Gmail Review – Free Email Service
The Bottom Line
Gmail is the Google approach to email and chat. Practically unlimited free online storage allows you to collect all your messages, and Gmail’s simple but very smart interface lets you find mail precisely and see it in context without effort. POP and powerful IMAP access let you access your email with any email program or device.
Gmail puts contextual advertising next to the emails you read.
- Gmail offers free IMAP or POP access and sending from any address
- Smart sorting, searching and starring let you find and organize emails and chat conversations
- The fast and rich web interface works offline, too
- Gmail could help with organizing mail even more, e.g. with learning labels or reply suggestions
- Searching mail is not nearly as smart and comfortable as searching the webwith Google
- Free online storage is limited to 15 GB, and Gmail does not support secure, encrypted mail
- Gmail offers free email with 15 GB storage space (shared with other Google services such as Drive). Additional storage can be purchased.
- Next, to mail, Gmail shows contextual ads matched automatically to keywords found in messages.
- Starring and custom color labels let you neatly organize threads (conversations). Inbox tabs automatically sort certain mail to separate tabs. Precise search options find mail fast.
- Filters can organize, forward and respond with a canned reply. You can use templates for new messages as well.
- IMAP and POP access, forwarding, Exchange ActiveSync (available for Google Apps for Business, Education, and Government), SMS and web apps bring your mail to many a device and program. Google Gears offers offline browser access.
- You can collect mail from up to 5 POP accounts and use these email addresses (or others) in the From: line of mail you send.
Expert Review – Gmail
What do you expect from Google? Search, simplicity and speed? That’s what you can get from Gmail, Google’s approach to email, instant messaging, social networking and group video chat.
Gmail’s interface is simple and elegant, but also remarkably clever with useful keyboard shortcuts and speedy operation.
Of course, Gmail boasts a search box, which usually returns useful results; Gmail’s search is still a far cry from the smarts of common web searches with their word stemming, spell checking, suggestions and understanding of synonyms, for example.
In any event, finding single emails precisely is not the best thing about Gmail: smarter still is its keeping everything in context.
Conversations, Stars and Tabs for Organizing
With nary a miss, Gmail identifies the relationships between emails to construct “conversations”. You can quickly see what has happened previously, or whether somebody has already replied. Gmail also offers “stars” for quick flagging and free-form color labels that can work wonders to organize an inbox. Speaking of that inbox: Gmail offers to automatically break out certain types of messages—newsletters, ads, say, and social updates—to separate tabs without the need for filters to be set up manually.
If a contact is currently online in either Gmail or Google Talk, you can chat right from Gmail, with the conversation archived and indexed. Turning emails into Google Calendar events is just as easy, and for people Google+, you can get their latest shared content next to emails and automatic updates (of addresses, phone numbers, etc.) in the address book.
Online Storage and Access via POP and IMAP
All this makes little sense if you can’t keep all relevant data, of course. Unfortunately, Gmail’s free storage is limited to 15 GB—and you have to share that with other Google services you may use, such as Drive or Photos.

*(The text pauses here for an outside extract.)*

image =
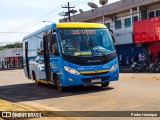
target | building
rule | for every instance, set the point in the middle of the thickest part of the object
(11, 58)
(120, 18)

Additional storage is available for purchase, of course, at a monthly fee.
To avoid the truly unneeded mail, Gmail sports efficient and effortless spam and virus filters.
Speaking of large data, integration with Google Drive makes it easy to share large files—up to 10 GB in size—via emailed link, and Gmail lets you save received attachments to your Google Drive account as well.
If you do not like the idea of Google displaying ads next to emails based on keywords found in the messages (the emails themselves remain private), you can use encryption or access your Gmail using POP and IMAP. (You can also put Gmail’s web interface in offline mode with Gears and read as well as compose mail while disconnected.)
Using Gmail with Other Email Accounts
If, conversely, you want to use the Gmail web interface for all your email, you can have it collect mail from up to five POP accounts automatically and put these accounts’ email addresses (and all your others) in the From: line of messages you send.